Current Opinion in Biotechnology Vol. 7, No. 5, October 1996 Quality and authenticity of heterologous proteins synthesized in yeast [Review article] Michael R Eckart, Christopher M Bussineau Current Opinion in Biotechnology 1996, 7:525-530. |
|
The choice of a bioprocess for commercial synthesis and purification of a recombinant protein is determined by a variety of factors, such as the intrinsic biological properties of the protein being expressed and the purpose for which it is intended, and also the economic and marketing targets. Among the objectives in the decision-making process are product yield and process productivity, which directly affect the cost of goods, and the quality and authenticity of the heterologous protein which, for regulated biologicals, undergo rigorous characterization to prove biochemical equivalence. Choice of host strain is generally made well in advance because it may significantly affect downstream recovery steps, the types of methods used for quality testing, and regulatory filing timelines.

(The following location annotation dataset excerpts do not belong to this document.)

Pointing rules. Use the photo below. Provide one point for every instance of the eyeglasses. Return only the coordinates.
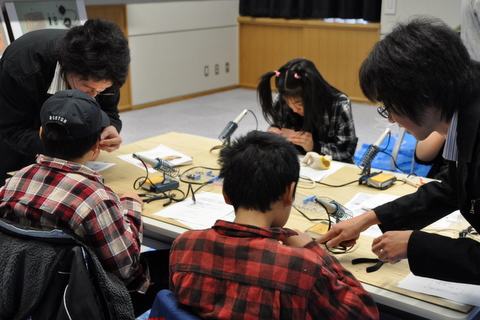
(383, 111)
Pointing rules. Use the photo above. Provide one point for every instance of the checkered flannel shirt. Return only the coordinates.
(236, 271)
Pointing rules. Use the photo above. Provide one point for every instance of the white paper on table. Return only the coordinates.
(98, 166)
(457, 292)
(318, 175)
(201, 214)
(163, 152)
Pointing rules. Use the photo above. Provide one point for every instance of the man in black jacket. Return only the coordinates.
(423, 75)
(93, 58)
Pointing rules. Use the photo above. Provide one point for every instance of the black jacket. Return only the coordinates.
(432, 255)
(27, 68)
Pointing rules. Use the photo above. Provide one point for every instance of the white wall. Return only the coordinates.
(172, 44)
(447, 10)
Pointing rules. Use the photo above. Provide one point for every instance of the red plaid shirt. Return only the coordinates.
(235, 271)
(55, 193)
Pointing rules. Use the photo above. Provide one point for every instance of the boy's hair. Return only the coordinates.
(257, 168)
(298, 78)
(97, 50)
(420, 64)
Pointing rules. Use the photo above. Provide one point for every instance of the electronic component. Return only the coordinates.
(380, 180)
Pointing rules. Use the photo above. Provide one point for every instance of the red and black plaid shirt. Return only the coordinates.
(55, 193)
(236, 271)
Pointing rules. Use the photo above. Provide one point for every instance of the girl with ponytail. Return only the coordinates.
(308, 111)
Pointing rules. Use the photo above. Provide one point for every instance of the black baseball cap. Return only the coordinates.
(76, 111)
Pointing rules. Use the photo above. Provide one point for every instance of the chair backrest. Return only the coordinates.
(166, 307)
(50, 275)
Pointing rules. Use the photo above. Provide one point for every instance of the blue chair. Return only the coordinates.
(166, 307)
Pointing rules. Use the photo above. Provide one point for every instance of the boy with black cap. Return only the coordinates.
(59, 191)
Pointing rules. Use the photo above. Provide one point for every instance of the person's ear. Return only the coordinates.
(289, 195)
(226, 198)
(96, 146)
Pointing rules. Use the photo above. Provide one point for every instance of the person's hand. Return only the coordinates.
(275, 130)
(347, 232)
(95, 155)
(301, 240)
(110, 140)
(316, 161)
(392, 245)
(302, 139)
(133, 195)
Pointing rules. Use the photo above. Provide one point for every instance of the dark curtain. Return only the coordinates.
(368, 10)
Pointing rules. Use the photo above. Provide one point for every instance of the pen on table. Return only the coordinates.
(411, 182)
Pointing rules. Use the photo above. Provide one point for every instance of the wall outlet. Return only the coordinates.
(390, 6)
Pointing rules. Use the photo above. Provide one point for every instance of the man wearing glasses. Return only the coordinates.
(93, 58)
(423, 75)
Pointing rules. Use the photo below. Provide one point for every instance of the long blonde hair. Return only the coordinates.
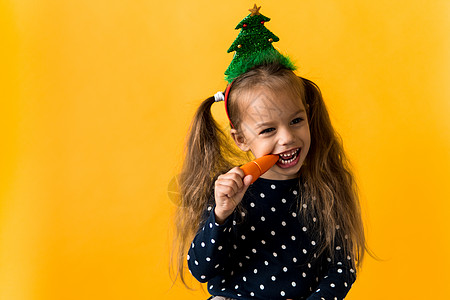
(329, 188)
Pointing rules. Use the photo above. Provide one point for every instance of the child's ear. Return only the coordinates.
(240, 140)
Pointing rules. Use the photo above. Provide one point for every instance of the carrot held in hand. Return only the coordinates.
(259, 166)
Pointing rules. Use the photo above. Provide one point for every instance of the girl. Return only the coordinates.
(296, 232)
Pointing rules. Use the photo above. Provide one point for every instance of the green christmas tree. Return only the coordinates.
(253, 46)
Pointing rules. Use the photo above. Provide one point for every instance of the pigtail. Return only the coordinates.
(207, 155)
(330, 182)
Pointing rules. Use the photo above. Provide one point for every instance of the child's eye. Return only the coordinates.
(267, 130)
(296, 120)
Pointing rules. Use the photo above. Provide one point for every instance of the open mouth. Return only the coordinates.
(288, 157)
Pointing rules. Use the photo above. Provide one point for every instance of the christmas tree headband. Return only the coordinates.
(252, 47)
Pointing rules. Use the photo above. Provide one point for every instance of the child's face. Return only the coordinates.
(274, 123)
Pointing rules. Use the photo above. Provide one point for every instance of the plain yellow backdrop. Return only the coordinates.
(96, 97)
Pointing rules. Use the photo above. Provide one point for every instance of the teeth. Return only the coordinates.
(284, 161)
(289, 154)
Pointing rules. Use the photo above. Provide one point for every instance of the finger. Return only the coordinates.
(225, 190)
(231, 178)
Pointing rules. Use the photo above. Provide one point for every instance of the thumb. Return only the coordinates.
(247, 181)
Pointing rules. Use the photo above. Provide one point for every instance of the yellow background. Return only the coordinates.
(96, 97)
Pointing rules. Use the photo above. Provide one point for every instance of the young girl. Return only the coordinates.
(296, 232)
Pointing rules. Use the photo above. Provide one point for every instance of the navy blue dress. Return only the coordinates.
(267, 251)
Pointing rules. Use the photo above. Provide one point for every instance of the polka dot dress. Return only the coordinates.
(267, 251)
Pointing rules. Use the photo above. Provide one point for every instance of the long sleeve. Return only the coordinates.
(209, 252)
(339, 279)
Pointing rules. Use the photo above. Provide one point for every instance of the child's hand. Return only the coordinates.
(229, 190)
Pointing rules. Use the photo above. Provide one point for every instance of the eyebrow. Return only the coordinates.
(262, 124)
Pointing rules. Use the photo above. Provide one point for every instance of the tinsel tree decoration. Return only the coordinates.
(253, 46)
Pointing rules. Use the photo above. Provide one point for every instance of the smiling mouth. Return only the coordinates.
(288, 157)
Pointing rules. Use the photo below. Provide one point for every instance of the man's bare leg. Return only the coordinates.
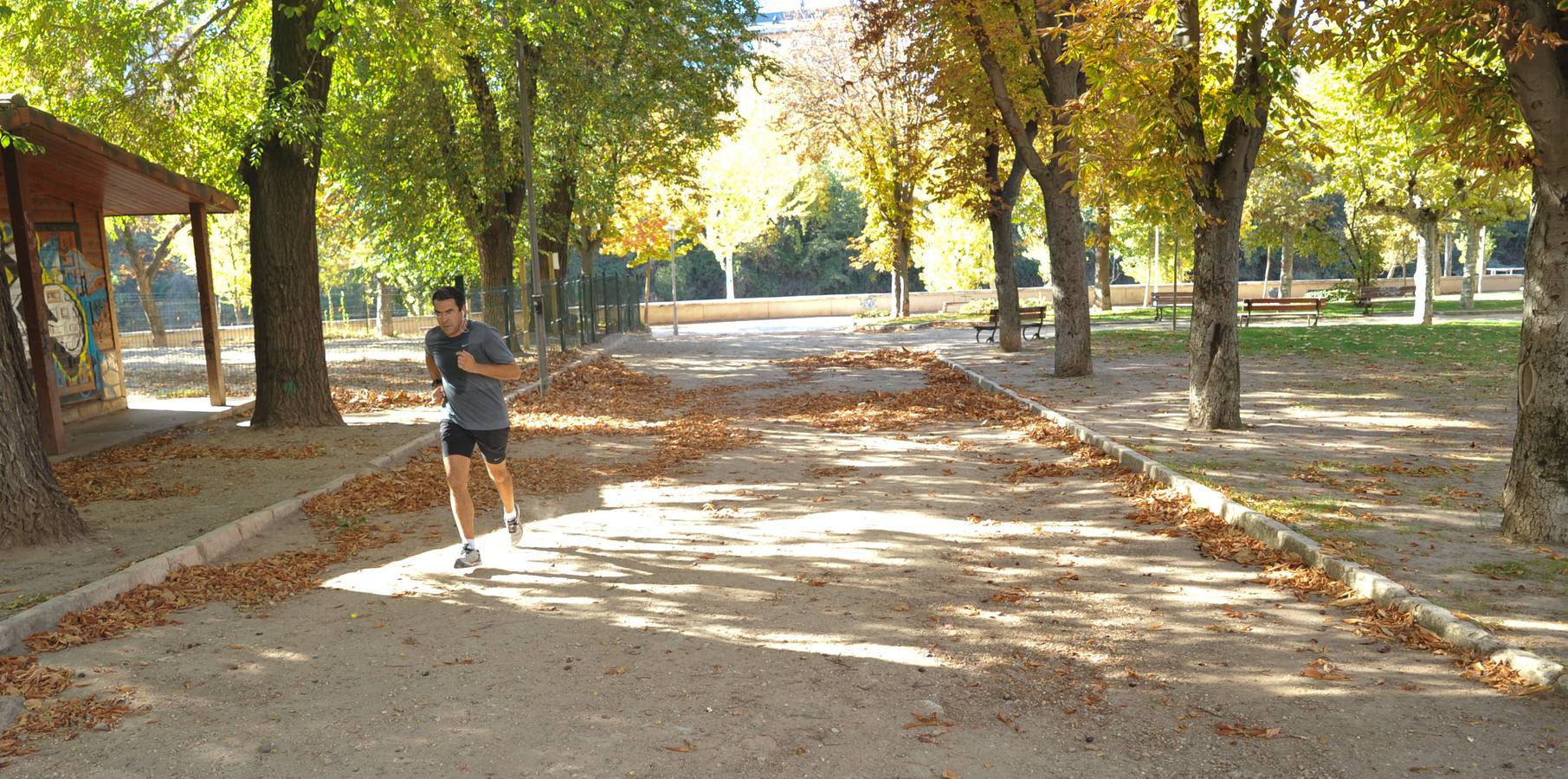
(502, 477)
(461, 502)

In general, yeasts are suitable host organisms for the production of eukaryotic heterologous proteins [1] [2] [3] because they combine well-known techniques for the molecular and genetic manipulation of growth characteristics used in prokaryotes with the capability for complex post-translational modifications. A wide range of yeast species are used, including S. cerevisiae, P. pastoris, Hansenula polymorpha, Kluyveromyces lactis, Schizosaccharomyces pombe and Yarrowia lipolytica.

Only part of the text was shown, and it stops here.